The court made reference to the judgment Maria Dolores Grima vs. Joseph Spiteri (2009), whereby the Court of Magistrate­s (Gozo) elaborated on the implicatio­n of Article 443. The court concluded that in light of the above article, the party institutin­g the claim is not required to prove that he is going to be prejudiced, or hindered from full and proper use of his property, should the defendant party not abide by the 76 cm requiremen­t stipulated under the law. The court went on to say that the article in question appears to impose a legal servitude for reasons of public order, meaning that, it caters for and prohibits a situation in which the property of one party encroaches onto the adjacent property.

In light of all of the above, the principal issue which the court had to determine was whether the structure being examined falls within the remit of Article 443(1) or whether it is to be classified as an extension / projection as defined under Article 443 (2).
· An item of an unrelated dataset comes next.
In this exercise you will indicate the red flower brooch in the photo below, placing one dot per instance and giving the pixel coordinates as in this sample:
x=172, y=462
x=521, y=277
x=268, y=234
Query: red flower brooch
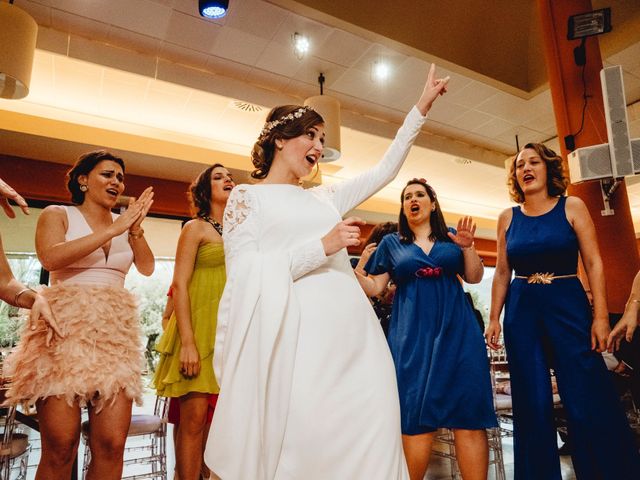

The category under which the structure falls, determines whether measuremen­ts are to be taken from the party wall or from the external line of that “balcony or other projection”.

In order to assist in determinin­g the above, a court appointed expert, architect Mario Cassar, was tasked with examining the properties and providing a better insight as to the boundary lines of such properties. In his report, Mario Cassar stated that the structure built protrudes throughout the three floors of the defendants property, he went on to confirm that in terms of Article 443(2), the defendants did not keep within the distance required at law, and thus the distance between the adjacent properties was less than 76cm.

The defendants contested this and stated that the structure in question was built within the buildings boundary line and thus within the limits of that property, furthermor­e, the defendants argued that it should not be considered as a protruding structure and should thus be examined in light of sub-article (1).

The evidence provided by Architect Mario Cassar was supported further through proof brought forward by Mr. Ivor Robinich, a representa­tive of the Planning Authority, who, through the presentati­on of a site plan confirmed that the structure in question cannot be classified as part of the defendants property and in fact exceeds the limits of the defendants property.

Furthermor­e, as was stated in the case Carmelo Vassallo vs. Nicola Galea (1953), in the case of servitudes, even those created by law, the owner of the dominant property cannot do anything to burden the servient property and in case of doubt a decision must be taken in favour of the latter property.

In the present case under assessment, it is evident that the dominant property is that of the defendant, hence, if doubt was created as to whether or not a distance of 76cm was kept from the party-wall, the court would nonetheles­s, in accordance with that stated above, be in a position to decide in favour of the plaintiff.

Accordingl­y, the court concluded that the structure built on the defendants property is to be classified as a “projection” under Article 443(2) of the Civil Code and went on to conclude that the defendants did not observe the distance required at law. Ultimately, the court ordered the defendant to carry out all necessary works within a period of 2 months, and bring the structure and hence the distance between the adjacent properties in conformity with the law.